- Wednesday, February 24, 2016

Barack Obama is to nuclear deals as Charlie Brown to Lucy, with her elusive football snatched away to leave Charlie on his back. After missing badly last summer in his high-stakes game with Iran, the president has been played again, this time by the repressive North Korean regime armed with nuclear weapons. His Nobel Peace Prize was won with the rigged luck of the amateur. Actually making peace takes the skill of a pro with his eyes wide open.

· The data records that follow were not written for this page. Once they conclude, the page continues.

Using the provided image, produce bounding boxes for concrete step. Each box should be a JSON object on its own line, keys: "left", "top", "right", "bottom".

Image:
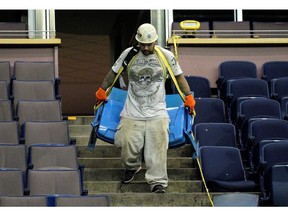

{"left": 83, "top": 167, "right": 199, "bottom": 181}
{"left": 84, "top": 180, "right": 203, "bottom": 193}
{"left": 68, "top": 116, "right": 94, "bottom": 125}
{"left": 95, "top": 192, "right": 214, "bottom": 207}
{"left": 77, "top": 144, "right": 194, "bottom": 158}
{"left": 69, "top": 125, "right": 92, "bottom": 136}
{"left": 79, "top": 157, "right": 194, "bottom": 169}
{"left": 68, "top": 116, "right": 218, "bottom": 207}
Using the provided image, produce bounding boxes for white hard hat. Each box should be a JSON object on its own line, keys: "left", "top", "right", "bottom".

{"left": 135, "top": 23, "right": 158, "bottom": 44}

The Korean War ended in 1953 with an armistice; a peace treaty was never signed and North Korea has been dangling the possibility of such an agreement before the United States since, though it’s not at all clear why Washington should be eager for one. After Mr. Obama led “world powers” to sign the sucker’s deal with the Islamic regime in Tehran, the North Koreans clamored for a deal like it. Mr. Obama obliged by dropping the longstanding condition that normalized relations must be preceded by North Korean denuclearization. The United States simply asks that the government in Pyongyang talk about nuclear weapons. Supreme leader Kim Jong-un, understanding that talk is cheap, answered with another nuclear-weapons test.

Mr. Obama wants to settle America’s outstanding disputes with its historic enemies — at least in his own mind — before he waves goodbye from the White House South Lawn next January. Making deals with rogue nations with nuclear ambitions, specifically Iran and North Korea, are at the top of his to-do list before he flies off to Havana to parley with the infamous Castro brothers.

Whatever else he may be, this president is not a poker player. In his haste to deal, he has shed doubt on America’s reputation as a reliable peacekeeper. American allies are feeling vulnerable and some are undertaking nuclear programs of their own. Among them are Saudi Arabia and Turkey, and both South Korea and Japan are considering building their own nuclear arsenals as a back-up against continued American fecklessness.

The world has become more, not less, dangerous on Mr. Obama’s watch. Iran manipulated the president into signing an agreement that purports to curtail its nuclear arsenal in the short term while expanding a nuclear threat in the future. North Korea toys with the president over armistice talks, and fires a nuclear test practically in his face and launches a satellite into earth orbit as a cover for testing an intercontinental ballistic missile capable of sending a nuclear warhead to North America.

The American public, however, is clear-eyed about the nations that pose the threats. A Gallup poll this week finds that 16 percent of Americans put North Korea at the top of a list of perceived enemies, with Russia second at 15 percent, followed by Iran at 14 percent and China at 12 percent.

None of this skepticism dissuades Mr. Obama from his rounds trying to process peace. Steps to resolve enmity with rogues is laudable, but doing it foolishly has the look of capitulation. It’s worth a chuckle when Charlie Brown falls for Lucy’s trickery in the funny papers, but it’s not funny when a president falls for it every time.